Catherine Marshall, former Head of Collections at IMMA, has written of Mollie Douthit that she “shows extraordinary maturity for a very young artist. She paints objects so commonplace in everyday experience that they would be comic, were they not painted with such seriousness and such careful study…… Douthit’s wonderful little canvases ask us simply to look at them, at the painting process, at existence itself.” (The Irish Arts Review, Winter, 2014).
Douthit places her work in the tradition of 18th century still life painters, most notably Jean-Baptiste-Siméon Chardin and his depictions of everyday objects. She is also drawn to the stillness found in the work of Giorgio Morandi and Gwen John. Contemporary influences include Alice Neel, Chantal Joffe and Peter Drecher. “These painters allow paint to speak for itself, for the subject and for a moment in time,” she says. “With their own language, they each extend something beyond the surface of a painting.”
Although technically more challenging, Douthit likes to work wet on wet, enjoying the fluidity of the medium. If she is unsure of the direction a painting needs to go in she will put it to one side, ruminating on it, before deciding on the direction it needs to take.

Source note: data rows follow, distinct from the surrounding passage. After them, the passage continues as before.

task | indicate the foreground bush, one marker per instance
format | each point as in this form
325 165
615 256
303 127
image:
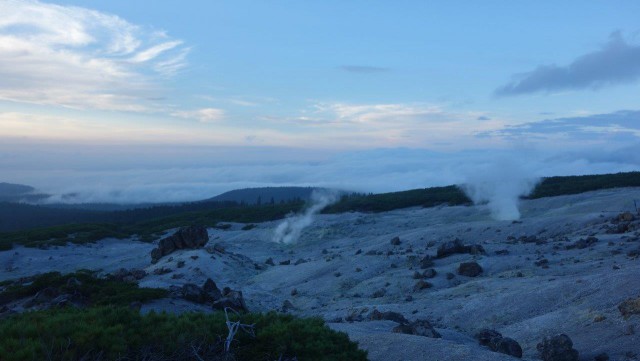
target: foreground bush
118 333
86 287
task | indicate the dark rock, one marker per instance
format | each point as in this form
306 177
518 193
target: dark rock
193 293
210 291
421 285
232 299
426 262
185 238
583 243
629 307
419 328
287 305
376 315
557 348
497 343
469 269
457 247
430 273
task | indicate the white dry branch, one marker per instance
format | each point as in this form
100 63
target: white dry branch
233 328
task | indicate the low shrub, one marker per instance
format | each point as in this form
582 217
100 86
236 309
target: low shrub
119 333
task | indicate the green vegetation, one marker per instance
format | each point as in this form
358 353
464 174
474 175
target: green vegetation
146 230
85 286
148 224
111 333
557 186
428 197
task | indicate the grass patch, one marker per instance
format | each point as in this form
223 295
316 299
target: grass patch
89 288
116 333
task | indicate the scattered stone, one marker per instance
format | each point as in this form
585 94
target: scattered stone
421 285
426 262
557 348
419 328
376 315
497 343
630 307
602 357
191 237
161 271
583 243
469 269
544 263
457 247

Born in the US, Douthit studied at the University of North Dakota and at the School of the Museum of Fine Arts in Boston. She completed her MFA at the Burren College of Art 2014. Douthit won the Hennessy Craig Award at the 2013 RHA Annual Exhibition and has been shortlisted for the Saatchi Art New Sensation Prize and the John Moores Painting Prize. She was awarded an Arts Council bursary in 2023.
As well as three solo exhibitions at The Molesworth Gallery, she has also had solo shows at the RHA Ashford Gallery and at the Northwest Arts Centre in North Dakota. She has shown at the Saatchi Gallery in London and is a regular exhibitor at the RHA Annual Exhibition.